Kur’an-ı kerimin birçok yerinde Resulüme uyun buyuruluyor. Eğer Kur’anı herkes anlasaydı, (Resule uymaya lüzum yok, herkes Kur’andan anladığına uysun) denirdi. Aksine Kur’anın açıklanması istenerek buyuruluyor ki:
(İhtilafa düşülen şeyleri açıklayasın diye bu kitabı sana indirdik.) [Nahl 64]
Kur’an-ı kerimde, sadece (Allaha uyun) denmiyor. Resulüne de uyulması emrediliyor. (Resule itaat eden, Allaha itaat etmiş olur.) [Nisa 80] (Demek ki Resulullaha uymak Allaha uymaktan ayrı değildir.)
(Allah ve Resulüne itaat eden, en büyük kurtuluşa ermiştir.) [Ahzab 71]
(Resulüm de ki, “Bana uyun ki, Allah da sizi sevsin!”) [Al-i İmran 31]
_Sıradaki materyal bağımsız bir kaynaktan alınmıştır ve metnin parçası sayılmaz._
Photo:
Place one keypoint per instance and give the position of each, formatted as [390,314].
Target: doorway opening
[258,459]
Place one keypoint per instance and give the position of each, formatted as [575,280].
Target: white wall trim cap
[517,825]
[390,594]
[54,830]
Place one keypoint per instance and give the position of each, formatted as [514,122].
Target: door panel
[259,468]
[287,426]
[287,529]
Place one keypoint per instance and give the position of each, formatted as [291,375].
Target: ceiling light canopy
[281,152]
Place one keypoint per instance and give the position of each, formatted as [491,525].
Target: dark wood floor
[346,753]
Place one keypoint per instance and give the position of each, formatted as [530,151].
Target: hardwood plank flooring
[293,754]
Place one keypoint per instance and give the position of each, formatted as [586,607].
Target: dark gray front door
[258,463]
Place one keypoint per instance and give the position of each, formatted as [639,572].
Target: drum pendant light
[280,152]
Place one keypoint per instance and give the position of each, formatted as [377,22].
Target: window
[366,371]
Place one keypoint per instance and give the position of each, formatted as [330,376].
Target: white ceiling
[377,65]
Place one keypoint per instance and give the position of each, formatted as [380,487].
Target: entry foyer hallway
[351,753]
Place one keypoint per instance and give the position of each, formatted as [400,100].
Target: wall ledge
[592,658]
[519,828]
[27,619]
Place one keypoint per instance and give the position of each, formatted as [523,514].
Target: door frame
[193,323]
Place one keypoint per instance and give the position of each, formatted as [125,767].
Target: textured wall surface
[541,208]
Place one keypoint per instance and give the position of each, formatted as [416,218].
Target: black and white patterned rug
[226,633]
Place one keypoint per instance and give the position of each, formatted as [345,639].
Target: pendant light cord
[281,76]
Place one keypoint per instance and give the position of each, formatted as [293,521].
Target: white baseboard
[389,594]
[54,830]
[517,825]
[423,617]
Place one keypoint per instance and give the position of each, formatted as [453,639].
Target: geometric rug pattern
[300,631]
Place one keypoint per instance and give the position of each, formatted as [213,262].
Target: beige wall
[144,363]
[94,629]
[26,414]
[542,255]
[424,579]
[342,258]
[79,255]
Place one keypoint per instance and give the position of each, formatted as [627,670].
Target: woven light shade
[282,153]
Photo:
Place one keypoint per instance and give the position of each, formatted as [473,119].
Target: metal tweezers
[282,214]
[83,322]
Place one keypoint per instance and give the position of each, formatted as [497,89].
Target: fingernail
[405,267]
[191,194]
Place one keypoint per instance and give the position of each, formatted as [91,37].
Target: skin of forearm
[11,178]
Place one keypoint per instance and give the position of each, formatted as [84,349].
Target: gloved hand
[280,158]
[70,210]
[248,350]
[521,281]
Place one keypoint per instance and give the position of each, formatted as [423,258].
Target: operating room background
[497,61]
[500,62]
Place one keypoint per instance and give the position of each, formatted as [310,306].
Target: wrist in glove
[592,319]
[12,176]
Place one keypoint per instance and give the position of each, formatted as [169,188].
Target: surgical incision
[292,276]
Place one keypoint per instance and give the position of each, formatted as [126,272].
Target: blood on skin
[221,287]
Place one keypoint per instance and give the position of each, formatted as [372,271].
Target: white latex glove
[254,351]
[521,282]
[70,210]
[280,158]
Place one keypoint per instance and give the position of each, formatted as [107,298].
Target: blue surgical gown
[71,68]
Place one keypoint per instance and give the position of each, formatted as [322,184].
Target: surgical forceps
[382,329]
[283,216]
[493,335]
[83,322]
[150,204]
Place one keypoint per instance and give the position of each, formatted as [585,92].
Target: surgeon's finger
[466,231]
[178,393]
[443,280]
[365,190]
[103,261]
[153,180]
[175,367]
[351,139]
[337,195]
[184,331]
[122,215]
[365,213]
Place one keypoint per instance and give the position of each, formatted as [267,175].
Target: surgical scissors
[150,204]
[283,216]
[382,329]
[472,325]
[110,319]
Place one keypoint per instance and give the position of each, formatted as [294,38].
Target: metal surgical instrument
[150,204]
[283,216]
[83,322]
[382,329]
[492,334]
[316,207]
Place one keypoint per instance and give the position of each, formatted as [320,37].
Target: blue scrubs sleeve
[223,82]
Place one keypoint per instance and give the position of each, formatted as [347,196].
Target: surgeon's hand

(O, kendisine vahyedilenden başkasını söylemez.) [Necm 4]
(Ona uyun ki, doğru yolu bulasınız!) [Araf 158]
(O ümmi Peygamber, temiz şeyleri helâl, pis, çirkin şeyleri haram kılar.) [Araf 157] Demek ki Resulü de haram etme yetkisine sahiptir. Bir hadis-i şerifte buyuruluyor ki: (Peygamberin haram kılması, Allahın haram kılması gibidir.) [Tirmizi]
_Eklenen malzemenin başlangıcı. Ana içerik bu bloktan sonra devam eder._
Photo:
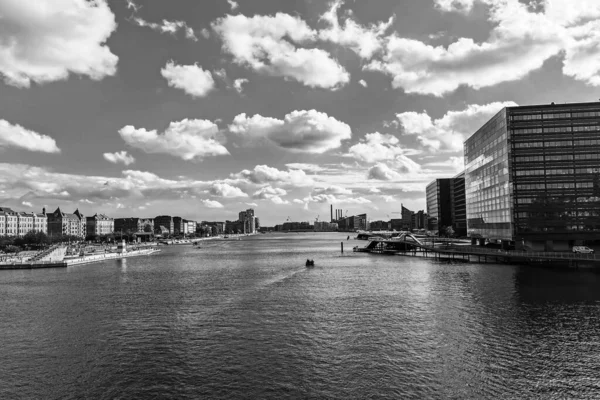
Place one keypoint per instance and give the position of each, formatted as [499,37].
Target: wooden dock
[451,252]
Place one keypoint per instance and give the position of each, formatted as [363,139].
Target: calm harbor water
[246,319]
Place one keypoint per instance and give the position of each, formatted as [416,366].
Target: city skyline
[351,104]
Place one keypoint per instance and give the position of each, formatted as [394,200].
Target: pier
[446,250]
[55,257]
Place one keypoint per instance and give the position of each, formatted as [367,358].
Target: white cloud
[523,37]
[212,204]
[119,157]
[227,191]
[233,4]
[237,84]
[267,44]
[382,172]
[271,193]
[333,189]
[18,137]
[171,27]
[132,5]
[364,41]
[463,6]
[192,79]
[332,199]
[450,131]
[187,139]
[46,40]
[300,131]
[263,174]
[378,147]
[305,167]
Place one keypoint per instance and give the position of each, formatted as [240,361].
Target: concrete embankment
[87,259]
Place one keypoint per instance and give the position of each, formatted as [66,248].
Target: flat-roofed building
[532,176]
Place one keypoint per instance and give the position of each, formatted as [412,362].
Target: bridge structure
[448,249]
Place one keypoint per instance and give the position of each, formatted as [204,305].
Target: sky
[202,109]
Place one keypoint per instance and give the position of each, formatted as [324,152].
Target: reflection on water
[247,319]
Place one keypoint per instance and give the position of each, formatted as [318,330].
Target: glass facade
[439,205]
[487,181]
[459,210]
[555,170]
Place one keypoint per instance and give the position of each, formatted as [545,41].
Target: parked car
[582,249]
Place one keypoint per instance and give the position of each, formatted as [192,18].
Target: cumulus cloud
[268,44]
[46,40]
[450,131]
[189,139]
[212,204]
[455,5]
[263,174]
[119,157]
[379,147]
[271,193]
[305,167]
[42,185]
[233,4]
[300,131]
[226,190]
[171,27]
[523,37]
[192,79]
[16,136]
[364,41]
[332,199]
[237,84]
[382,172]
[333,189]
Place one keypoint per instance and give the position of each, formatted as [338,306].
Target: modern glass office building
[532,176]
[439,205]
[446,205]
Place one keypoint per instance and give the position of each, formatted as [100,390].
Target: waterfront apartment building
[439,205]
[446,205]
[165,221]
[532,176]
[24,223]
[60,224]
[147,224]
[248,220]
[325,226]
[99,225]
[131,225]
[40,222]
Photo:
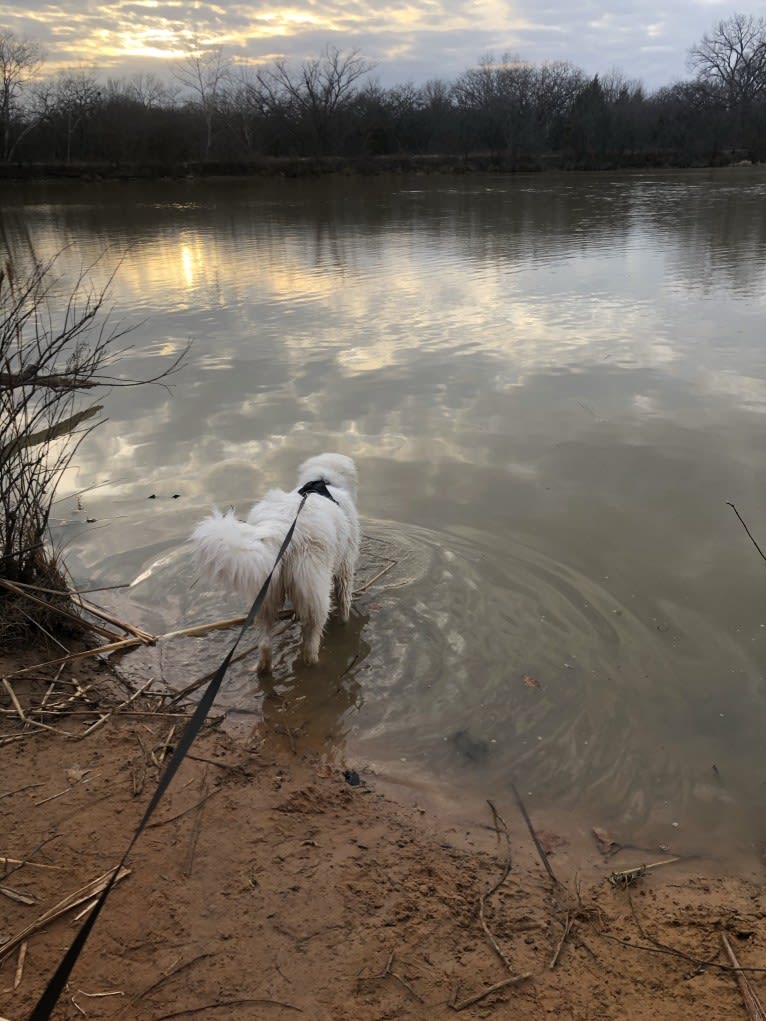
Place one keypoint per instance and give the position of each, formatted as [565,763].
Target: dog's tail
[235,553]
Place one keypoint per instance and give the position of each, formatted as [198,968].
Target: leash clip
[317,486]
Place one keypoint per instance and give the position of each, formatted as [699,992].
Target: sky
[408,40]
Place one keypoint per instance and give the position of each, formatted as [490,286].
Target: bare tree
[318,91]
[49,360]
[732,57]
[20,60]
[204,73]
[76,95]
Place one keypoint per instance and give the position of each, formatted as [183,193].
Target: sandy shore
[269,886]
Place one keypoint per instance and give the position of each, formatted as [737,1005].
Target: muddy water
[552,387]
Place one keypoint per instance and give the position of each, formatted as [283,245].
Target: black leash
[47,1002]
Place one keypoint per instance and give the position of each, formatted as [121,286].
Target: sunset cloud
[409,40]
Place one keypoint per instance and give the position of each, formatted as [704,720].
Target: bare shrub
[50,365]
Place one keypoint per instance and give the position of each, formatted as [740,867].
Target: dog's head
[333,469]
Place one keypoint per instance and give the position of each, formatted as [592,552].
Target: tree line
[211,109]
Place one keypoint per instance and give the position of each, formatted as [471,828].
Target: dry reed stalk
[17,896]
[752,1003]
[145,636]
[22,716]
[377,577]
[73,618]
[107,716]
[19,966]
[122,644]
[74,900]
[22,861]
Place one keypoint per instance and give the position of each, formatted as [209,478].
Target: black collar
[317,486]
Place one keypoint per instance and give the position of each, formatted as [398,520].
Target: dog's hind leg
[344,589]
[265,627]
[312,602]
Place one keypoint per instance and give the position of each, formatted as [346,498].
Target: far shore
[316,166]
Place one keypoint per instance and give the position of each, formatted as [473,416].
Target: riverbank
[270,884]
[300,167]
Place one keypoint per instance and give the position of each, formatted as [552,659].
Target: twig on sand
[228,1003]
[160,981]
[22,716]
[461,1005]
[19,966]
[377,577]
[163,822]
[568,922]
[388,970]
[86,892]
[752,1003]
[500,828]
[538,846]
[116,709]
[498,821]
[626,877]
[196,827]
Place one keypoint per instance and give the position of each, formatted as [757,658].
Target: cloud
[411,39]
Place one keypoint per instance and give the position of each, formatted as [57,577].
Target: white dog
[324,548]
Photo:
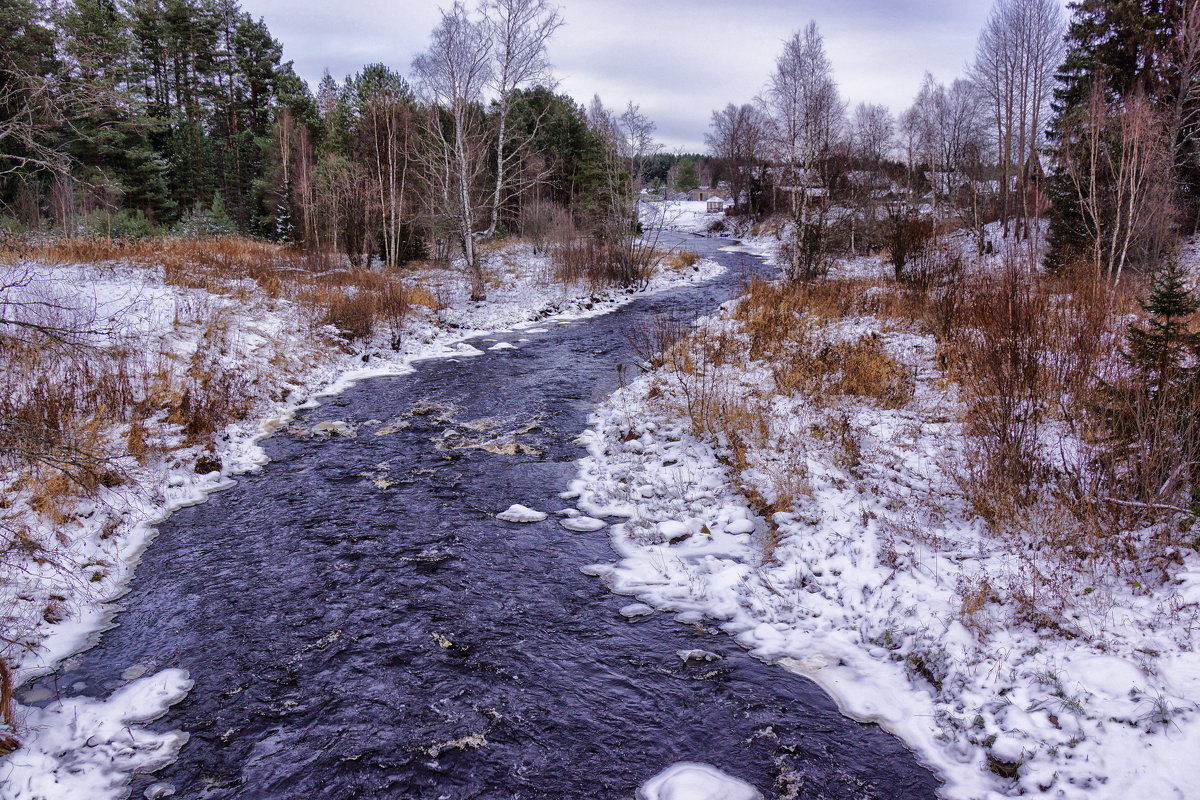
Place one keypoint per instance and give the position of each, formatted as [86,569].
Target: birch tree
[807,112]
[521,30]
[737,136]
[454,73]
[1017,56]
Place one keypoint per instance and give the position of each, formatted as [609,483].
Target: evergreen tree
[112,148]
[1164,349]
[1119,46]
[687,178]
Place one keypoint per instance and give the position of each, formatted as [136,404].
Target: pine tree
[1119,46]
[1164,350]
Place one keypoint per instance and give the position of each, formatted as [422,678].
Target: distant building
[703,194]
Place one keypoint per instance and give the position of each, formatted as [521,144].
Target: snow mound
[517,512]
[84,749]
[690,781]
[582,524]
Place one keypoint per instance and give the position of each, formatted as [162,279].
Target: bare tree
[1117,160]
[1017,56]
[737,136]
[807,113]
[520,32]
[629,144]
[454,73]
[873,133]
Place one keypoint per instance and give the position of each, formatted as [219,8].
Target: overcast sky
[677,59]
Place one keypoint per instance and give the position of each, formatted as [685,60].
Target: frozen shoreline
[864,591]
[90,747]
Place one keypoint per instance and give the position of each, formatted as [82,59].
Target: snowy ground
[85,747]
[879,587]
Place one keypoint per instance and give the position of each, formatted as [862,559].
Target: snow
[82,749]
[294,366]
[690,781]
[517,512]
[865,589]
[582,524]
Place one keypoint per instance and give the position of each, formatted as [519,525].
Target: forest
[941,433]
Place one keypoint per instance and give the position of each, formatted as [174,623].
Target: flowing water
[359,625]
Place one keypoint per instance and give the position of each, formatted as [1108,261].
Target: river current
[358,624]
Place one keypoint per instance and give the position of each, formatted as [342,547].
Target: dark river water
[359,625]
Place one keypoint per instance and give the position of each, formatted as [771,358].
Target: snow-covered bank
[69,747]
[879,583]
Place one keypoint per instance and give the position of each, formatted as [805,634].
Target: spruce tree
[1164,350]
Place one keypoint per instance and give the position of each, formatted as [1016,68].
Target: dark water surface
[358,625]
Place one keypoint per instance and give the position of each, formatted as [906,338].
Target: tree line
[137,116]
[1090,121]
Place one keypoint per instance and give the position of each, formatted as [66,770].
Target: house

(Peygamberin verdiğini alın, yasak ettiğinden sakının!) [Haşr 7]
(Allaha ve Resûlüne karşı gelen kâfirler, bilsin ki, Allahın azabı çok şiddetlidir.) [Enfâl 13]
(Allahın yolu ile, peygamberlerin yolunu farklı göstermek isteyenler kâfirdir.) [Nisa 150-1]
(De ki, “Allaha ve Peygambere uyun! Eğer [uymayıp] yüz çevirirlerse, [kâfir olurlar] Allah da kâfirleri sevmez.) [A. İmran 32] (Hadis-i şeriflerde de buyuruldu ki:
(Yakında, “Allahın kitabının dışında uyacağımız bir şey tanımıyorum” diyenler çıkacaktır.) [Ebu Davud]
(Bir zaman gelir, beni yalanlayanlar çıkar. Bir hadis söylenince, “bunu bırak, Kur’andan söyle” derler.) [Ebu Yala]
(Bir zaman gelir, sünnetimi öldüren kimseler çıkacak. Allah bunlara lanet etsin!) [Deylemi]
(Sünnetimden yüz çeviren benden değildir.) [Müslim]
(Bana uyan cennete girer, uymayan, isyan eden cennete giremez.) [Buhari] (Sünnetten yüz çevirip yalnız Kur’an diyenlerin kâfir olduklarını bu âyetler ve hadis-i şerifler açıkça bildirmektedir.)
(Anlaşamadığınız bir işin hükmünü Allaha [Kur’ana] ve Resulüne [Sünnete] arz edin!) [Nisa 59] (Yani, bir işte anlaşamazsanız, bu işin nasıl yapılacağını âlimler, Kur’an ve sünnetten anlasınlar, âlim olmayan ise, âlimlere uyarak yapsın demektir. R. V. Hindi)
Resulullaha uymanın önemi anlaşılınca, Kur’an-ı kerimin açıklaması olan hadis-i şeriflere de uymanın gereği anlaşılır. Sünnet, [hadis-i şerifler] olmasaydı, namazların kaç rekat olduğu ve nasıl kılınacağı, zekât, orucun, haccın farzları, hukuk bilgileri bilinemezdi. Yani hiç kimse, bunları Kur’an-ı kerimden çıkaramazdı. Şu halde Kur’anı anlamak için, onun açıklaması olan hadis-i şeriflere ihtiyaç vardır. Hadis-i şerifleri de anlamak için âlimlere ihtiyaç vardır. Allahü teâlâ, (Peygambere sorun, âlimlere sorun) buyuruyor. Sapıklar, biz de anlarız diye inat ediyorlar. Herkes Kur’anı anlayabilseydi o zaman peygambere ne lüzum kalırdı? Eğer herkes Kur’an-ı kerimi doğru anlasaydı, 72 sapık fırka meydana çıkmazdı. Kur’an-ı kerimde buyuruluyor ki:
(Eğer onun hükmünü peygambere veya ülül-emre [yetkililere, âlimlere] sorsalardı, öğrenmiş olurlardı.) [Nisa 83]
(Verdiğimiz bu misalleri ancak âlim olanlar anlar.) [Ankebut 43]
(Bilmiyorsanız âlimlere sorun.) [Nahl 43]
(Allahtan en çok korkan âlimlerdir.) [Fatır 28]
Bu âyetler, Kur’anı anlamak için âlimlerin açıklamasına da ihtiyaç olduğunu bildirmektedir.